UN BELLO INTENTO: OBRAS DE TEATRO ADAPTADAS AL CINE

   (Artículo publicado en la madrileña revista Almiar, nº correspondiente a agosto de 2019)


 



“¡Atención! ¿Están listas las luces? ¿Y la música? ¿Listas las actrices? ¿Los actores? ¡Muy bien, entonces empezamos! ¡Adelante! ¡Telón!

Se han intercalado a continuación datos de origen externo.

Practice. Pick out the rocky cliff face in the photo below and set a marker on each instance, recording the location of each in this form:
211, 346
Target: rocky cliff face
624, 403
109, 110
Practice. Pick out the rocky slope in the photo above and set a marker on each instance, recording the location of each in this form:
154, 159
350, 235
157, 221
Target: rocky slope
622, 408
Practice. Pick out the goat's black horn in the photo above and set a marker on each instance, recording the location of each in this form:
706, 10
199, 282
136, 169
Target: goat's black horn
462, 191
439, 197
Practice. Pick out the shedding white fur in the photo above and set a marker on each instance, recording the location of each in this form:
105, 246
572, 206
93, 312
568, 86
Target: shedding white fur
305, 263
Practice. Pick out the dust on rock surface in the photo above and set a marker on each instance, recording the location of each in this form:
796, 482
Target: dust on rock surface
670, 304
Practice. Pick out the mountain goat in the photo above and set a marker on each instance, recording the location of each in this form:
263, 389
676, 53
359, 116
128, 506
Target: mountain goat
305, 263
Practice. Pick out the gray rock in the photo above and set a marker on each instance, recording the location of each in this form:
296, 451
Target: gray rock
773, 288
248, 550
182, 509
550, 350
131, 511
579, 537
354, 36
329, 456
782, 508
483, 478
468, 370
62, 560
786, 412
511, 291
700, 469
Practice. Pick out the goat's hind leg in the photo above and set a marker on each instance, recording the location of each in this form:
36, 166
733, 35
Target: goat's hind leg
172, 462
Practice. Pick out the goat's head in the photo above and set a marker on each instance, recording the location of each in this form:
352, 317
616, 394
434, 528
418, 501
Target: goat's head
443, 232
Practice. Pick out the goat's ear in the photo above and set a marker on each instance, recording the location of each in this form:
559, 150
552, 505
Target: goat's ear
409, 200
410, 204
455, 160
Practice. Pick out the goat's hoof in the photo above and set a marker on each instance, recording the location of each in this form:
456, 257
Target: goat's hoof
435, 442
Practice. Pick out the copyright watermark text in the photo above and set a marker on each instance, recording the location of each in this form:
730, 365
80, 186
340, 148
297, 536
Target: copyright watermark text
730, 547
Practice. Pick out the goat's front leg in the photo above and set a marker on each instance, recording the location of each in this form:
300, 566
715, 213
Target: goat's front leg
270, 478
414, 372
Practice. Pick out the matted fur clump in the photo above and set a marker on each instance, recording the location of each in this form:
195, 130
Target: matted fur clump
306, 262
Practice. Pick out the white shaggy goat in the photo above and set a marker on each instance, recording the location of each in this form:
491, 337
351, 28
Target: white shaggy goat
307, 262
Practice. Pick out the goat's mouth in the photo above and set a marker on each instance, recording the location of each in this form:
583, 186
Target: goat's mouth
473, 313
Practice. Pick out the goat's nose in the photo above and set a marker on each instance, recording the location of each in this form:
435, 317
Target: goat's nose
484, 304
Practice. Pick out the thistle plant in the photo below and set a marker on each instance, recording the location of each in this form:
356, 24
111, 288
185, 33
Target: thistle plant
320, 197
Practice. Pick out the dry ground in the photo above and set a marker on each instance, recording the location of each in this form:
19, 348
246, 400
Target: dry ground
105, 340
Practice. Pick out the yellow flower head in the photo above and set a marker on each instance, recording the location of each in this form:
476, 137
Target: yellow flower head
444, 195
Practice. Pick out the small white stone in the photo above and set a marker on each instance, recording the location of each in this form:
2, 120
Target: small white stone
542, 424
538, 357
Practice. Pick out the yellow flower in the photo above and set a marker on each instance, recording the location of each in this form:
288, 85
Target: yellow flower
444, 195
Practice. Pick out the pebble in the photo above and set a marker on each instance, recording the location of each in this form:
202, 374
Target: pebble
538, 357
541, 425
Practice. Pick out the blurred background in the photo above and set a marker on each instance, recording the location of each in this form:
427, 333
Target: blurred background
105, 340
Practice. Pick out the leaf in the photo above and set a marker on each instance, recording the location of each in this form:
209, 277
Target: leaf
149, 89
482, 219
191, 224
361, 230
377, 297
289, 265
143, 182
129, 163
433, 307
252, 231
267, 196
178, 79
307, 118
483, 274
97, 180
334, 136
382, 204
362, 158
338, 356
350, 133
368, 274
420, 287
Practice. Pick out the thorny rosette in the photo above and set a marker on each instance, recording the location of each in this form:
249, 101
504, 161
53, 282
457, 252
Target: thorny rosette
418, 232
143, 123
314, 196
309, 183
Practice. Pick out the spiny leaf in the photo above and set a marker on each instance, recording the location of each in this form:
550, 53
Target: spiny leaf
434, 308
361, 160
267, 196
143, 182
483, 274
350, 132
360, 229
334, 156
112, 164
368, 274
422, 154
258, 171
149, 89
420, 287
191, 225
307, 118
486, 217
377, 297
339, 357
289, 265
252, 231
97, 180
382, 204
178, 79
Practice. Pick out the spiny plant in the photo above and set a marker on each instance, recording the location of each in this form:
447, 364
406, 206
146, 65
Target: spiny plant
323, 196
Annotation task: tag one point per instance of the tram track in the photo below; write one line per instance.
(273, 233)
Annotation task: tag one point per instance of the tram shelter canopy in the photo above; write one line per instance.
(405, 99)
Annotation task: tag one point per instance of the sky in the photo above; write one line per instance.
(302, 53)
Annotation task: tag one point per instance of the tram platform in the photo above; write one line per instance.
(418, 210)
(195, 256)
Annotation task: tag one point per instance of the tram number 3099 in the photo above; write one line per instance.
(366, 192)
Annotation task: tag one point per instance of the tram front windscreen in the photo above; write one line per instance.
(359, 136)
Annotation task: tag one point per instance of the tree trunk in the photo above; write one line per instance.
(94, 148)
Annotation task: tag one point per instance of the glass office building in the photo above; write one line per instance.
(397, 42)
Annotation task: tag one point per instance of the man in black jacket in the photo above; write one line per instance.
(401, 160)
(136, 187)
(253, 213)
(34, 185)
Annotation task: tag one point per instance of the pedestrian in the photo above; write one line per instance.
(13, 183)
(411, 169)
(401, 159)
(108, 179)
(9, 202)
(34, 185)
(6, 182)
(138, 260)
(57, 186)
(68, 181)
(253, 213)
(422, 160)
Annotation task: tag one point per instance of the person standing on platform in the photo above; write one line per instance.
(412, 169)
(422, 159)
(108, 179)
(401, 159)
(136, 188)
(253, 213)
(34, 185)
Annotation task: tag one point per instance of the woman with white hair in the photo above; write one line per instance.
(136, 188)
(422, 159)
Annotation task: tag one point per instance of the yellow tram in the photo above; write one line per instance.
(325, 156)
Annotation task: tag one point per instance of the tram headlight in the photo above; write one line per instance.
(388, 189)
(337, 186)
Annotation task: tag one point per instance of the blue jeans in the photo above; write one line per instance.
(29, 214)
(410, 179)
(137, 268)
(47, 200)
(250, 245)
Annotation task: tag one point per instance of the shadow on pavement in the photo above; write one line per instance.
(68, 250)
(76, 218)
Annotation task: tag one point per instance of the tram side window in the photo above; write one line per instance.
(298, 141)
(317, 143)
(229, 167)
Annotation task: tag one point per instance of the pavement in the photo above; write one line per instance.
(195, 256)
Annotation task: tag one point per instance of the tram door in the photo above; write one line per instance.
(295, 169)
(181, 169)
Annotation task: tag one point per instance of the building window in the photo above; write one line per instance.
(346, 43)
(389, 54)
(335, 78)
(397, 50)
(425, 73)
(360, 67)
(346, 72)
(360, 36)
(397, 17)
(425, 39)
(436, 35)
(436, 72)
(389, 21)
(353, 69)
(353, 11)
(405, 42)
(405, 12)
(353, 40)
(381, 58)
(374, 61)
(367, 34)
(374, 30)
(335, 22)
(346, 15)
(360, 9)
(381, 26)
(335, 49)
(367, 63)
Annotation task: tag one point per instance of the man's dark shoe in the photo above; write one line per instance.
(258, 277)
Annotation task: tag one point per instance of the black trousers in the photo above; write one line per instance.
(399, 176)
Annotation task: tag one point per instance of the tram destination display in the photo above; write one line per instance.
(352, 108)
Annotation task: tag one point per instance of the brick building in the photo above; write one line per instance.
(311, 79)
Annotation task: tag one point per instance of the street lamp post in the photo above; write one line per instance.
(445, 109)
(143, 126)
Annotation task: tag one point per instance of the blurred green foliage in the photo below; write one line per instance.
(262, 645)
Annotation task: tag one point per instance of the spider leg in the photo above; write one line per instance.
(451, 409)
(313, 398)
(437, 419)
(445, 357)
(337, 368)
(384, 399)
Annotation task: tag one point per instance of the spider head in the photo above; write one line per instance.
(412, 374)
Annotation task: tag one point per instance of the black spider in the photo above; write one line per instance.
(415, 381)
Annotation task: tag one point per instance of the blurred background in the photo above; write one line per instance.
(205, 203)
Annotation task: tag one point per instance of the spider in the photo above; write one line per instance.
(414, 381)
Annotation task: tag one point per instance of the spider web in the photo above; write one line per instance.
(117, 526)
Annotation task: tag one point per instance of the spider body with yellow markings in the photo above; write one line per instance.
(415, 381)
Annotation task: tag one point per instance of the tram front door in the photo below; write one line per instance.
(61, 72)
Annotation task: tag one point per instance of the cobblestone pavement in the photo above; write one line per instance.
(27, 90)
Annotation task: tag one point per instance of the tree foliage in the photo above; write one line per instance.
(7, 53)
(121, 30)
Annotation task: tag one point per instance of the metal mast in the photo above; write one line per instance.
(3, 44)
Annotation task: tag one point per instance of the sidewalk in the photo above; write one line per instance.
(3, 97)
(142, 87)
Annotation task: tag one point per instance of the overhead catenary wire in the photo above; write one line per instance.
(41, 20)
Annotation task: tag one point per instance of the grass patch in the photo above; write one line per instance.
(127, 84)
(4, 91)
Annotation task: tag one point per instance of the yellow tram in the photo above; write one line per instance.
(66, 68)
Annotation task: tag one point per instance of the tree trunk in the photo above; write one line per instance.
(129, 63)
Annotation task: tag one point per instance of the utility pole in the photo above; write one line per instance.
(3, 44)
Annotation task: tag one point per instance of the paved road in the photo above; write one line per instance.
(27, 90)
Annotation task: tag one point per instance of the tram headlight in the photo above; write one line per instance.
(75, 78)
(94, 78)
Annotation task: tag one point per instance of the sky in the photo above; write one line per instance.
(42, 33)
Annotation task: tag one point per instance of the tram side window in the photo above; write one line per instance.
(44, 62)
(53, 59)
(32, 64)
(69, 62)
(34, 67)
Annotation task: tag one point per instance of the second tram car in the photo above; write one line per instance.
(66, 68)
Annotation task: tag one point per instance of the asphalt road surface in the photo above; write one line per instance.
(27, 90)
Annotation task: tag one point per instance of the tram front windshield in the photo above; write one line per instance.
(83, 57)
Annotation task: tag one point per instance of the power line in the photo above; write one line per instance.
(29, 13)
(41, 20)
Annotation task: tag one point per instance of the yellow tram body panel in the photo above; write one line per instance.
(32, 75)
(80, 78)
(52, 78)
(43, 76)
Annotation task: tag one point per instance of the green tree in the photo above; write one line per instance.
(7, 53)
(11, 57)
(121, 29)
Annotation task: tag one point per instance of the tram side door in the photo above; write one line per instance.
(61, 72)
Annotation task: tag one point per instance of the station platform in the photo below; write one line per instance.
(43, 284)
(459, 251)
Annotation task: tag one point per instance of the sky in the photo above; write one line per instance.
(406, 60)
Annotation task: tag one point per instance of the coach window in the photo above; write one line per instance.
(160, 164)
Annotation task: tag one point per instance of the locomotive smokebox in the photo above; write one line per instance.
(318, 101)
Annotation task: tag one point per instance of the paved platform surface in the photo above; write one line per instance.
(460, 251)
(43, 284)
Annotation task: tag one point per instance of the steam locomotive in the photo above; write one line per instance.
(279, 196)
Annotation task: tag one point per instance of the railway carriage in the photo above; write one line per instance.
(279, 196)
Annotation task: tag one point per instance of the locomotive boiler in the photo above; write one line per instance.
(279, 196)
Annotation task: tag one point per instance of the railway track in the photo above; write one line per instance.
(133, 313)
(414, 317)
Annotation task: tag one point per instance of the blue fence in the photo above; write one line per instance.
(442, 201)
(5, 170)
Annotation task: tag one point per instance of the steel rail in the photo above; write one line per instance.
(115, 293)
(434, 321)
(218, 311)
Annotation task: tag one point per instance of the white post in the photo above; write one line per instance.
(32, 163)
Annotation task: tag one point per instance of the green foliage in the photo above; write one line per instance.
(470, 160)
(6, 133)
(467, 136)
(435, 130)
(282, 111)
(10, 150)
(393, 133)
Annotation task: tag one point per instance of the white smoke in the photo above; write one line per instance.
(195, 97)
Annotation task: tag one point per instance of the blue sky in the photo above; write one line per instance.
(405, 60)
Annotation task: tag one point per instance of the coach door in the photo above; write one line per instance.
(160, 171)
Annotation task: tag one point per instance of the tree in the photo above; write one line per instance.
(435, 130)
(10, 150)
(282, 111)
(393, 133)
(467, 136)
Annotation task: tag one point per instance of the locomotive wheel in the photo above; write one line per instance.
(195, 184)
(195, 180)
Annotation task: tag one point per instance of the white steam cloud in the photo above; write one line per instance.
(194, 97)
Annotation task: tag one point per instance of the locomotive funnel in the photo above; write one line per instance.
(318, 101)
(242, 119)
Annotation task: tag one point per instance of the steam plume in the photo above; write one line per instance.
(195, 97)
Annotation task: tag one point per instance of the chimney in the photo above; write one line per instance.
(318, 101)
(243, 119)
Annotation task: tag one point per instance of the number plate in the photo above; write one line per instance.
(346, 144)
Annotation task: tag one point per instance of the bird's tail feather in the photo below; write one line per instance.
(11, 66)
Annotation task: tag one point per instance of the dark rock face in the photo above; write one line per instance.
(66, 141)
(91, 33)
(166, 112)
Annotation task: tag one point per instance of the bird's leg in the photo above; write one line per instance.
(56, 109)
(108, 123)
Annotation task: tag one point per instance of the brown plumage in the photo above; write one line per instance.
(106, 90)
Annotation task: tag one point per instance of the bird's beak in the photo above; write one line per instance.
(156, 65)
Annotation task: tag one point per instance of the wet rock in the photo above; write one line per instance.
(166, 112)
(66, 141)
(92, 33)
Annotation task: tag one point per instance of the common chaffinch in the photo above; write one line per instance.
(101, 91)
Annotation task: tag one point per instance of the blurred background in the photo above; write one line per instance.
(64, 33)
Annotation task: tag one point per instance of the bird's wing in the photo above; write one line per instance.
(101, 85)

¿Telón? ¿Pero esto no era el comienzo del rodaje de una película? Ah, claro, sí que es una película, pero una muy especial: la adaptación al cine de una obra de teatro. De ahí esa forma que ha tenido el director —¿o es una directora?— de convocar a su equipo. En este momento siento por él, o ella, algo de envidia, porque se dispone a llevar a cabo un bellísimo intento: el de plasmar en imágenes fijas la maravillosa y extraña realidad del teatro. Puede que sea un intento destinado al fracaso, pero eso lo hace todavía más valioso y más auténtico porque ¿no es acaso el acto de la creación artística un esfuerzo continuo, y muchas veces sin recompensa, de dar una forma a lo intangible?

Imagino al equipo de rodaje ya en plena tarea. Este grupo de personas se dispone a intentar trasladar al cine, a la imagen filmada, la falsa espontaneidad, la frescura ensayada de una obra de teatro. Y no lo tienen nada fácil, así que, de momento, vamos a dejar que se concentren en su trabajo. Mientras avanzan y retroceden en su primera escena, repitiéndola una y otra vez hasta dar con la toma que juzguen como la más perfecta, nosotros vamos a echar un vistazo atrás y a conocer algunos detalles que pueden resultar interesantes sobre este intento fracasado de antemano. Síganme, por favor.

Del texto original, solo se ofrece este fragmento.